Corss-posted with LWAB:
Basic rule is a short break (~20 minutes) every 50k or so, and longer breaks at meal-times. When I was organizing and someone stopped one of our road captains would ask if they needed help: if they did he would wait then help them catch up, otherwise they would rejoin under their own steam. With the other organizers I know of you're on your own. The UAF also have a rule that if you're 10 minutes late at a halt you're considered to have packed. I was timed out at one stop during PBP 2006 simply because I headed for a loo as soon as I got there and nobody noticed I'd arrived. (I contested that later, successfully.) I don't think that organizers other than the UAF itself apply the rule - I certainly didn't and neither did other UAF Audax clubs I rode with.
UAF-affiliated clubs may also allow unplanned mass halts, e.g. to put rain jackets on, but IME the UAF itself doesn't. I also know a couple of hardened UAF types who won't even sit down & have a coffee at planned stops. I never did work them out.
Nice things: you're always in a pack with lots of shelter, the road captains take the brunt of the wind up front, and traffic calls, lights, etc. are looked after by road captains front & rear, and maybe one or two riding up and down the pack as whippers-in. Meals and sleeping accommodation are laid on. The organizers' aim is to use all the time allowed for the brevet, although a little euphoric sprinting might be tolerated at the end - I did one with the Mulhouse bunch where the entire 70-strong pack was hitting 36 kph over the last 25k just for fun.
Not so nice: it can be hell on the bowels.

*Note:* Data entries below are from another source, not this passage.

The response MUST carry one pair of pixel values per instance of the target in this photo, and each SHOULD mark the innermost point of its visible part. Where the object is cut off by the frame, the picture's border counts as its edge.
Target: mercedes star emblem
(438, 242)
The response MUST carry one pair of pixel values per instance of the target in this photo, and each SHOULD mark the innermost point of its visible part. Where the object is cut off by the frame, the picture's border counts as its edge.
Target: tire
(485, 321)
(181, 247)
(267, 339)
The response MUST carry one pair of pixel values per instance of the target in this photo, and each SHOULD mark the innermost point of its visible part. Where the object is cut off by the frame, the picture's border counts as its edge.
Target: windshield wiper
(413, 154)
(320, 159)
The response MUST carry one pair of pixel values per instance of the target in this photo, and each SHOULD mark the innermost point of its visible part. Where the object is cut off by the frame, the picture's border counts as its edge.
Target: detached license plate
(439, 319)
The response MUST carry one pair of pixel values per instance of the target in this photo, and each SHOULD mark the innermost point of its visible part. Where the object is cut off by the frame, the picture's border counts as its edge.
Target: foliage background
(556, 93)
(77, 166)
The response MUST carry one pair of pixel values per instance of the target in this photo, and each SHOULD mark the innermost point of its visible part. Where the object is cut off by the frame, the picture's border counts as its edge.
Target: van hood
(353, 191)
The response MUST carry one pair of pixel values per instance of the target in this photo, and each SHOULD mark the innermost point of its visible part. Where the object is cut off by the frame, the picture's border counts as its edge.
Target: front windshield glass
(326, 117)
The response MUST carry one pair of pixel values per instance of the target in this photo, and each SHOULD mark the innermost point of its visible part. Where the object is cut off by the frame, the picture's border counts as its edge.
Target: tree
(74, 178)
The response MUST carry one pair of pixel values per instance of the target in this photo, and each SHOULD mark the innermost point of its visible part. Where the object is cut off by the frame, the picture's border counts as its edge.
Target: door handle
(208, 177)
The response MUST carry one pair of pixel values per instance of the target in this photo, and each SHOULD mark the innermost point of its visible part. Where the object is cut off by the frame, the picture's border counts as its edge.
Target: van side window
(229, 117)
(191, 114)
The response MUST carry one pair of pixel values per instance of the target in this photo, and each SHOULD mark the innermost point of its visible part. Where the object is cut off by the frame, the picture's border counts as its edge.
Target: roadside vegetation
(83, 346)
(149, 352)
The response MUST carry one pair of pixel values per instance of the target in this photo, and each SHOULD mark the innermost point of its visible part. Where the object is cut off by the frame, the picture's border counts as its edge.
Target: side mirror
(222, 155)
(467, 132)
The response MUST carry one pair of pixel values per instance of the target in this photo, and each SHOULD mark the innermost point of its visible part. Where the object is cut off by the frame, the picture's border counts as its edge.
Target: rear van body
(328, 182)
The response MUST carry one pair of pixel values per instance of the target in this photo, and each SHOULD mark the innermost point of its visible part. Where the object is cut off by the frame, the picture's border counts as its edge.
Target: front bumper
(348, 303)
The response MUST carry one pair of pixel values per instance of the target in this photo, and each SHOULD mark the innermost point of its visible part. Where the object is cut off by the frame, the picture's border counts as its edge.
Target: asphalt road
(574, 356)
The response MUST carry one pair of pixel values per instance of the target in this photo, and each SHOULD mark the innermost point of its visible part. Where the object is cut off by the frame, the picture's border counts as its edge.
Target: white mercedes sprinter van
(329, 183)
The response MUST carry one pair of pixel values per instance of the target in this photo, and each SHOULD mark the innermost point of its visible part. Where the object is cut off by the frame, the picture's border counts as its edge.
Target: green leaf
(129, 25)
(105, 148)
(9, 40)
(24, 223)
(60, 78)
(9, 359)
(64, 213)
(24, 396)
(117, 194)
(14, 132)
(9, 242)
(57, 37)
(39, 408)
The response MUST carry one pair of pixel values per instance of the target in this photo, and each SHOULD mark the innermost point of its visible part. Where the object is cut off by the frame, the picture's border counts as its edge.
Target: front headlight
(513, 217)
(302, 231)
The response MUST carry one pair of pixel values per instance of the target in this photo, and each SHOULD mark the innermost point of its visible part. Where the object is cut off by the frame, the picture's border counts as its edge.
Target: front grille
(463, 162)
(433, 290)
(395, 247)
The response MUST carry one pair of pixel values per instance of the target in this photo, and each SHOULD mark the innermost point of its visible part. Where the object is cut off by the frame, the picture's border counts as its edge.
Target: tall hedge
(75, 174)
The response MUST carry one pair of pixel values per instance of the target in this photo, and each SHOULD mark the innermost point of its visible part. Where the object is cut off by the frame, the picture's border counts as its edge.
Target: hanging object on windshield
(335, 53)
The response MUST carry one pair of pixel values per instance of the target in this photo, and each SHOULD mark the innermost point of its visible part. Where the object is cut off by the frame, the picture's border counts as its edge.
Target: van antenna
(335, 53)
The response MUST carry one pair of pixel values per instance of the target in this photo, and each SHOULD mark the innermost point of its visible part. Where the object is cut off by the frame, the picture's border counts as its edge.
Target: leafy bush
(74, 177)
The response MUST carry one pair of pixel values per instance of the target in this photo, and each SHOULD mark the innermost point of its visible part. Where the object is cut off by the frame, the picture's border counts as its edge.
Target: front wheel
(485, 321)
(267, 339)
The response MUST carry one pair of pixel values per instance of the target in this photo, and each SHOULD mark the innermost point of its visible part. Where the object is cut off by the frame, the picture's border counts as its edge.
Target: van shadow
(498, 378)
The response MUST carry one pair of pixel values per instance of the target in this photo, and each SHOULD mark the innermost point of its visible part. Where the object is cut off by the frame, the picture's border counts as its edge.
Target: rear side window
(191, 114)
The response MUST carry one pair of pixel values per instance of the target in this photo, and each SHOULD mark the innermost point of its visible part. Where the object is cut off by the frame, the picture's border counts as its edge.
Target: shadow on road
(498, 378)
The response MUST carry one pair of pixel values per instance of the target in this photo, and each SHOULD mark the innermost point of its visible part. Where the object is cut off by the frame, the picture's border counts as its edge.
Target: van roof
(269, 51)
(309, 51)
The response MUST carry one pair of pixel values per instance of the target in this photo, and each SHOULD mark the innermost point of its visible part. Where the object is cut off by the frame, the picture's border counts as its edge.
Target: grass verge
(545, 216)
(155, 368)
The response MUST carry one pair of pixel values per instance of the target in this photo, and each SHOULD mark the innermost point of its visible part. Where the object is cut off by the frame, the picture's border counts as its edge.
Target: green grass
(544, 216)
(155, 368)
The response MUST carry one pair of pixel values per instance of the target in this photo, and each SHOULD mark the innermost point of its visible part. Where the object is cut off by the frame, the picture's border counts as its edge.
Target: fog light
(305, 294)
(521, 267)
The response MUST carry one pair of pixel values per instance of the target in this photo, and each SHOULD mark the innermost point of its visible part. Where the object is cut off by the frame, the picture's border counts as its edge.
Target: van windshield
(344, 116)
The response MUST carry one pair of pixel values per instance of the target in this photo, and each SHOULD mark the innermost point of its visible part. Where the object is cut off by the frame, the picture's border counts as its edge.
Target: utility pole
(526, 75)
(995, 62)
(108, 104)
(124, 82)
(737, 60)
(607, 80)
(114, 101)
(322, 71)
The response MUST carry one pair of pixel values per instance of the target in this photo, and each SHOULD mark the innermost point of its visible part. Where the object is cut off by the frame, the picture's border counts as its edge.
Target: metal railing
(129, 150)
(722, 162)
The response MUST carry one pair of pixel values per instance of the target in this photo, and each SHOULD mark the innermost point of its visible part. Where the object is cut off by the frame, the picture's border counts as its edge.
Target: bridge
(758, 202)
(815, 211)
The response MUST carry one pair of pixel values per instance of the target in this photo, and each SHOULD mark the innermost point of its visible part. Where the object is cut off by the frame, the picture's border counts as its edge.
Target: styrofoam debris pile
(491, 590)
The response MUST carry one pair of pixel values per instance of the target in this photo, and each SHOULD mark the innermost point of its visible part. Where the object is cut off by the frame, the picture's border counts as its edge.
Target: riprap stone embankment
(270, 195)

The choice between "sitting on it" for three hours to the next halt and having to catch a pack doing 22.5 kph after a 10-minute trip into the bushes can be agonizing. And when you get to the planned halt there might be fifty other bods in the queue - or better still, there might not even be a loo available. T'other thing is that delays on the road due to headwinds etc. get taken out of rest time. Again, on a long brevet it can be hard to stay awake after lunch when you're plodding along at 22.5, especially on the 3rd day of a 1000k.
Other UAF rules include no flashing lights and no helmet lights on the road, although helmet lights can be useful during halts.